You’ve probably seen their handiwork.
Perhaps glimpsed it in the blur of colors on passing motorcyclists’ jackets, on the ball caps adorning many a sporting head and on countless logo-bearing T-shirts.
Yep, you’ve probably seen what Jon Williams and his daughter, Courtney, can do.
And if you saw it around here, odds are good it came from Outhouse Screen Printing and Embroidery at 50 37th St. NE, Ste D in Auburn.
That’s dad doing all the silk screening among the turning gizmos and brightly-colored paints the back of the shop, while daughter works embroidery on the four machines with the turning spindles of thread just inside the front door. The two dogs in the warehouse? They’re just for barking.
So, how’s business?
“Busy, yeah,” said Jon, switching immediately from his usual low-key tone to downright enthusiastic. “Yeah. Everybody wears a T-shirt. If it has a logo on it, it has to be screen-printed on.”
The business proved its staying power throughout the distress of COVID-19.
“People could just send in their orders, so they didn’t have to come in much,” said Jon.
The Outhouse began in 1996 as a skateboard shop on the south side of East Main Street across from Washington Elementary School. At street level, it was all snowboarding accessories, and in the basement, printing.

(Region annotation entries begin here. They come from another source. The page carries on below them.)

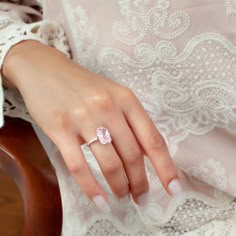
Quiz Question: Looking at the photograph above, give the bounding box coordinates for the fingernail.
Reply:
[168,179,185,204]
[138,192,149,207]
[93,195,111,213]
[120,194,130,204]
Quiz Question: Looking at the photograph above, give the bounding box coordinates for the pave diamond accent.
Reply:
[96,127,112,144]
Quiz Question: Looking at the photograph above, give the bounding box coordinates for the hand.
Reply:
[3,41,180,212]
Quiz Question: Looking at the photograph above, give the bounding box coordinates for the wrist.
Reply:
[2,40,69,89]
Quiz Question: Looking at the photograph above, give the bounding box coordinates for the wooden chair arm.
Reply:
[0,118,62,236]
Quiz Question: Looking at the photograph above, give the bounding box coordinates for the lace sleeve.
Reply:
[0,0,69,127]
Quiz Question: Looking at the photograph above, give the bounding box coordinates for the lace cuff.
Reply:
[0,19,69,126]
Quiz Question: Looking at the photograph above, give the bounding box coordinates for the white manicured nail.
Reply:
[120,194,131,204]
[93,195,111,213]
[168,179,185,204]
[138,192,149,207]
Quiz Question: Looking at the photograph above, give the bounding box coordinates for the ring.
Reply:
[86,127,112,146]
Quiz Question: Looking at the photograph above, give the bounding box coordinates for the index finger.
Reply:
[123,92,182,196]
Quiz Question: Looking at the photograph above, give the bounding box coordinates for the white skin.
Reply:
[2,41,178,208]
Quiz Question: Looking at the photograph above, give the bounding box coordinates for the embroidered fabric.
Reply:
[0,0,236,236]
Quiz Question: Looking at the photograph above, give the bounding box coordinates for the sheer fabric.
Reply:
[0,0,236,236]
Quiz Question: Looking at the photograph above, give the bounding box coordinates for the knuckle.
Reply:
[149,132,166,151]
[102,161,122,175]
[82,181,98,197]
[127,150,142,166]
[54,113,68,130]
[92,94,113,111]
[121,87,135,102]
[131,177,148,195]
[68,163,85,175]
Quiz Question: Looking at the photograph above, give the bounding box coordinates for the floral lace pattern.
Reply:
[0,0,236,236]
[112,0,190,45]
[225,0,236,16]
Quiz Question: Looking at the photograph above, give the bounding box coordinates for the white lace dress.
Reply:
[0,0,236,236]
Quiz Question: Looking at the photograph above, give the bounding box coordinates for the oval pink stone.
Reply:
[96,127,112,144]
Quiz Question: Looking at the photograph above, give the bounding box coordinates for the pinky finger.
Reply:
[53,133,110,212]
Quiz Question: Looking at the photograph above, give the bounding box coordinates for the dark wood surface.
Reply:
[0,171,24,236]
[0,119,62,236]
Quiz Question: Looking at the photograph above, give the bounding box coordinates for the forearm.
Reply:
[2,40,71,89]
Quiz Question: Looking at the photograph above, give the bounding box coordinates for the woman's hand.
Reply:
[3,41,181,210]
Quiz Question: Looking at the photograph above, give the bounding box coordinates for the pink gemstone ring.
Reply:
[86,127,112,146]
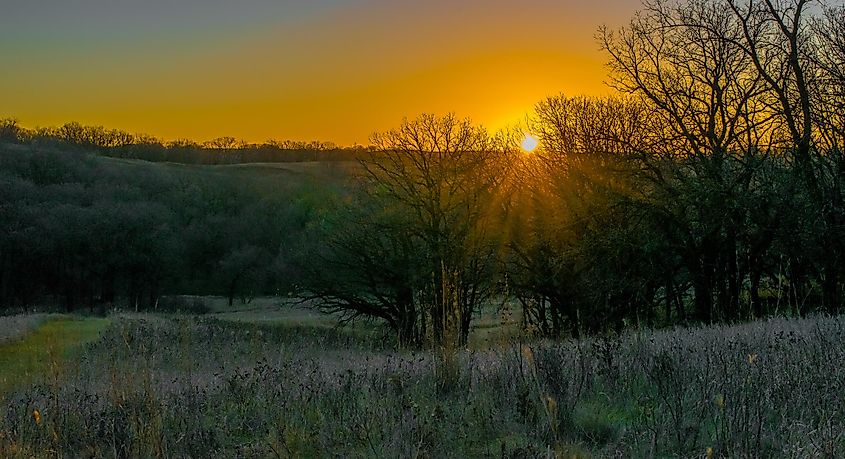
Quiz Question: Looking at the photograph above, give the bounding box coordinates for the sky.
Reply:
[0,0,639,145]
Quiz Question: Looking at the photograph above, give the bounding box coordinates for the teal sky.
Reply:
[0,0,638,143]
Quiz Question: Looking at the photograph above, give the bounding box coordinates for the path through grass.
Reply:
[0,316,109,398]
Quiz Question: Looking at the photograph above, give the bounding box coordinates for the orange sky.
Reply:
[0,0,638,144]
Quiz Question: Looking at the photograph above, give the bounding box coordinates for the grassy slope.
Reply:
[0,317,109,396]
[0,310,845,457]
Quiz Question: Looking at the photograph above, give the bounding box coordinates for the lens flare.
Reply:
[522,133,540,153]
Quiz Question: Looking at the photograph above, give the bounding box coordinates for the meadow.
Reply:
[0,299,845,458]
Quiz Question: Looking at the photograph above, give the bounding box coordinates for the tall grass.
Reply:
[0,316,845,457]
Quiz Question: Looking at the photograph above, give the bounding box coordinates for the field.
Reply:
[0,300,845,458]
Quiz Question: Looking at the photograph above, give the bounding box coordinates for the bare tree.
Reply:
[362,114,504,344]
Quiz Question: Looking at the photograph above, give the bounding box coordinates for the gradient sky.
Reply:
[0,0,639,144]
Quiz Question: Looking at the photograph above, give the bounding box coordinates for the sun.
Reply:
[522,132,540,153]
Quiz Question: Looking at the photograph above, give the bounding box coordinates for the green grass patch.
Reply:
[0,317,109,397]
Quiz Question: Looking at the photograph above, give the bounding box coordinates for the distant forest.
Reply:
[0,0,845,346]
[0,118,366,165]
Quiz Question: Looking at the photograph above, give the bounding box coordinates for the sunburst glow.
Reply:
[522,133,540,153]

“We used to print shirts in the basement,” said Jon. “Because of the whole snowboarding thing, the snowboarding accessories end went online to bigger stores. But I just kept on, printing shirts in the basement.”
By 2004, the market had changed. Williams closed up his East Main Street shop and moved the business to the family home on G Street.
And kept on printing. Seems demand for printing itself never waned.
In 2021, desirous of wresting their home back from the cacophony of the machines, the family moved the Outhouse to it present pad.
On a recent afternoon, Courtney demonstrated how the stitchery on hats and shirts, etc., is done.
These days, many of the designs to be embroidered arrive already digitized, fit for the camera’s reading pleasure, or the client may bring in a design, or her dad may work it up.
The actual process, she said, uses what’s called a snowman sticker — basically a special shirt stick-on with the numeral 8 on it. A machine detects Mr. Snowman with a camera. If the measurements are off by a hair, the resulting design will be crooked, useless.
When precision is assured, Courtney puts a magnetic frame over the shirt, the sensitive camera beneath snaps to, she presses “go” and the order runs its round.
Can she sew? Another smile. Over the noise of the turning machines, Courtney lets out her big secret.
“A lot of people come in and ask if I can sew stuff. I don’t know how to sew at all. I can do the little bit that I learned in home economics in high school, but that’s about it,” said Courtney.
The company’s bread and butter is names and numbers on jerseys, logos for the city of Auburn, for real estate agents, for an airport, for whatever.
One of the coolest of the projects, Courtney said, sailed into the shop on a favorable breeze last summer.
“It was a big yacht for a Seattle boat club, and the amount of detail was absolutely insane,” said Courtney. “I love the really detailed designs, because with embroidery, you can really do anything.”